The heart of UTICA is a concession to the software industry that makes the terms and conditions in the software package legally binding, no matter how extreme they are, with very few exceptions. UTICA also allows the software industry define software as something that is leased, not sold, and establishes that terms of that lease can be rewritten by the software publisher at any time. The list of special favors UTICA gives the software industry goes on, and it adds up to a familiar pattern.

In a number of ways UTICA is reminiscent of the laws congress passed to protect the tobacco industry. A new category of products is being created which is neither goods nor services (like cigarettes were neither food nor drug,) and it's a product category that's subject to its own law, a law largely written by the industry it was intended to govern. Also, as with cigarettes, consumers don't need to be told of problems with the products, even if the problems are known at the time of sale. Consumers are also prevented from finding out how the products work internally, much like cigarette ingredients were kept secret, and the right of consumers to sue to recover damages is substantially limited, or eliminated completely.

UTICA goes even further than the tobacco industry protection laws in some ways. Under UTICA, consumers could be prevented, under civil penalty, of even telling other consumers about problems with a software product. UTICA also makes it a criminal offense for any user to decompile a software program and determine how its code works, even if it's just to fix a serious problem the software publisher won't fix for them.
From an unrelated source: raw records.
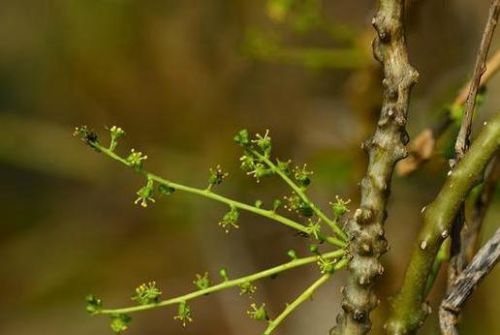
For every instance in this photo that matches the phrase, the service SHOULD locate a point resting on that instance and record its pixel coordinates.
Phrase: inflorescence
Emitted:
(257, 162)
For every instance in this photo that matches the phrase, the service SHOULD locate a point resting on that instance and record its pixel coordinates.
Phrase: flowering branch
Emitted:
(300, 299)
(202, 282)
(145, 194)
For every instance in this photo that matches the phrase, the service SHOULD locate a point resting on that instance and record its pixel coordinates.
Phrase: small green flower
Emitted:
(184, 314)
(165, 189)
(314, 228)
(202, 282)
(276, 204)
(87, 135)
(302, 176)
(230, 219)
(94, 304)
(296, 204)
(313, 248)
(135, 159)
(263, 143)
(147, 294)
(284, 166)
(145, 194)
(292, 254)
(242, 137)
(325, 265)
(223, 274)
(258, 313)
(247, 288)
(339, 207)
(120, 322)
(216, 176)
(116, 134)
(247, 162)
(260, 170)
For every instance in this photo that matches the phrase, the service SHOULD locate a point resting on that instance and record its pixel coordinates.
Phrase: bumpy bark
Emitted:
(385, 148)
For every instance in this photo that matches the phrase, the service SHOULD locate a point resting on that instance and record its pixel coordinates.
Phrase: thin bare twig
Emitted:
(462, 142)
(455, 266)
(423, 146)
(466, 283)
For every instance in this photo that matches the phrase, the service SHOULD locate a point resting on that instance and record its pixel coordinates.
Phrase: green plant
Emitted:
(256, 161)
(360, 245)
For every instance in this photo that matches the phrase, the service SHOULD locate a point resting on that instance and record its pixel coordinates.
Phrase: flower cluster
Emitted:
(147, 294)
(230, 219)
(145, 194)
(116, 133)
(120, 322)
(247, 288)
(325, 265)
(339, 207)
(314, 228)
(258, 313)
(135, 159)
(294, 203)
(94, 304)
(302, 176)
(216, 177)
(87, 135)
(202, 282)
(184, 314)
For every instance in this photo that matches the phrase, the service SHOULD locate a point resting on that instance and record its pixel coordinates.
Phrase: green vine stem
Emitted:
(337, 254)
(273, 324)
(409, 308)
(386, 147)
(296, 303)
(303, 196)
(208, 193)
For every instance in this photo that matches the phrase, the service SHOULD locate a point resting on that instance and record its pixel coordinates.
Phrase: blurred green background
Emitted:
(181, 77)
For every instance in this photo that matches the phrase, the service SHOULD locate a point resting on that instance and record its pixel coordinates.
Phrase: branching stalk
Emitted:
(207, 193)
(303, 196)
(296, 303)
(228, 284)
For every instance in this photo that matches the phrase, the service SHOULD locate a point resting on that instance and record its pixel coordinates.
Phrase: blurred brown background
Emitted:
(181, 77)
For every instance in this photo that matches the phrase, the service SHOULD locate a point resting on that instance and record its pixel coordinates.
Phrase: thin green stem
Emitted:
(207, 193)
(228, 284)
(409, 309)
(302, 195)
(302, 298)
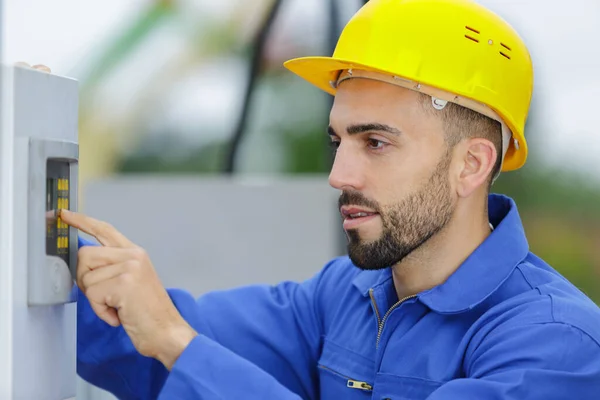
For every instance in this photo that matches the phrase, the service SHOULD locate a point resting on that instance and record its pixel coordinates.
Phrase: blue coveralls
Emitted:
(505, 325)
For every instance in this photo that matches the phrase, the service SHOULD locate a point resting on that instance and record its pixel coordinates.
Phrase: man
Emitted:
(439, 298)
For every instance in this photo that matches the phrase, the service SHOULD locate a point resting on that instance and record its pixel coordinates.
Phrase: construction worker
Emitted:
(439, 296)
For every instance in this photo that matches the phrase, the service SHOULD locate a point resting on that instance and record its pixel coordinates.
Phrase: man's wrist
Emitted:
(175, 341)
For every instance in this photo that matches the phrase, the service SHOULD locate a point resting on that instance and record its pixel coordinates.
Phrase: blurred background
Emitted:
(167, 84)
(177, 94)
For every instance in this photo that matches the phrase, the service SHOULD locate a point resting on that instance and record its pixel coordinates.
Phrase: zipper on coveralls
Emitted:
(381, 321)
(351, 383)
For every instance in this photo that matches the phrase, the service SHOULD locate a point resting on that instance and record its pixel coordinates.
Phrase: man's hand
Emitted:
(123, 288)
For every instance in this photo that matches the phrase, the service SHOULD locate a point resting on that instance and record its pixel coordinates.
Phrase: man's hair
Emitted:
(462, 123)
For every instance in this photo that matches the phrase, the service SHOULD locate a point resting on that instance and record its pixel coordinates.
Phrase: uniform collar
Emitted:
(481, 273)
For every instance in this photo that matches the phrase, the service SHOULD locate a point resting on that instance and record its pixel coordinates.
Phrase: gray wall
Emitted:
(213, 233)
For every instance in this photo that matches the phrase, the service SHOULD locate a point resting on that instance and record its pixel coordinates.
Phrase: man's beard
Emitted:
(406, 225)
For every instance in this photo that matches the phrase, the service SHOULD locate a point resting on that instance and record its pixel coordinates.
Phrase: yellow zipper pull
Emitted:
(359, 385)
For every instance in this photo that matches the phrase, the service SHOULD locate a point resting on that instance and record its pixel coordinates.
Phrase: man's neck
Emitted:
(440, 257)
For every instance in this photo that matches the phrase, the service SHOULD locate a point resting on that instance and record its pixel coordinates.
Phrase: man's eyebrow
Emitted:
(361, 128)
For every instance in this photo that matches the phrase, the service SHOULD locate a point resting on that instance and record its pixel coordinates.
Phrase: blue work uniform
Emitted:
(505, 325)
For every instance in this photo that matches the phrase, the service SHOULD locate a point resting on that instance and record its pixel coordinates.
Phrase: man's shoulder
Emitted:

These are tough restrictions on products offered as off the shelf solutions for e-commerce, and they may not help the software industry as much as it would hope. In fact, they may even hurt it. How many businesses will trust an electronic cash register that comes without a guarantee? How many businesses will buy a transaction processing system from a company that will assume no liability if it fails? How many businesses will risk using a database to keep their customer's credit numbers secure that came from a company feels that no obligation to tell them the system can be cracked by a 13 year old kid in five minutes?

There's also the issue of certainty. Under UTICA, shrinkwrap software developers could change the conditions of the lease, after the product had been paid for, at any time, unilaterally, simply by notifying the users by e-mail. This could prove a difficult issue for buyers of stock photography for advertising. If a user couldn't agree to the revised terms of use, their only option would be to return the digital images, and all copies, to the software's publisher. Under Utica, that could be interpreted to include all copies of catalogs and sales material the photos were used in, even if it cost a small fortune.

The idea behind contract law is to create mutually agreeable and enforceable conditions for doing business. The idea of creating a class of products, as UTICA does, which gives one side of the agreement the ability to revise the contract at will, seems to contradict the purpose contract law in general, and the express purpose of the Uniform Commercial Code. UTICA won't reduce uncertainty, it will create it.

For a number of reasons, UTICA is likely to loose, it's just a question of whether its defeat will be in state legislatures, or in the marketplace. It would be least expensive to kill UTICA politically, though, given the deep pockets of the software industry, it wouldn't be easy.

In the long term, UTICA will go down as just another marketing blunder the software industry is justly famous for. In the short term, it's going to take a lot of work to stop UTICA, but it will probably be worth the effort.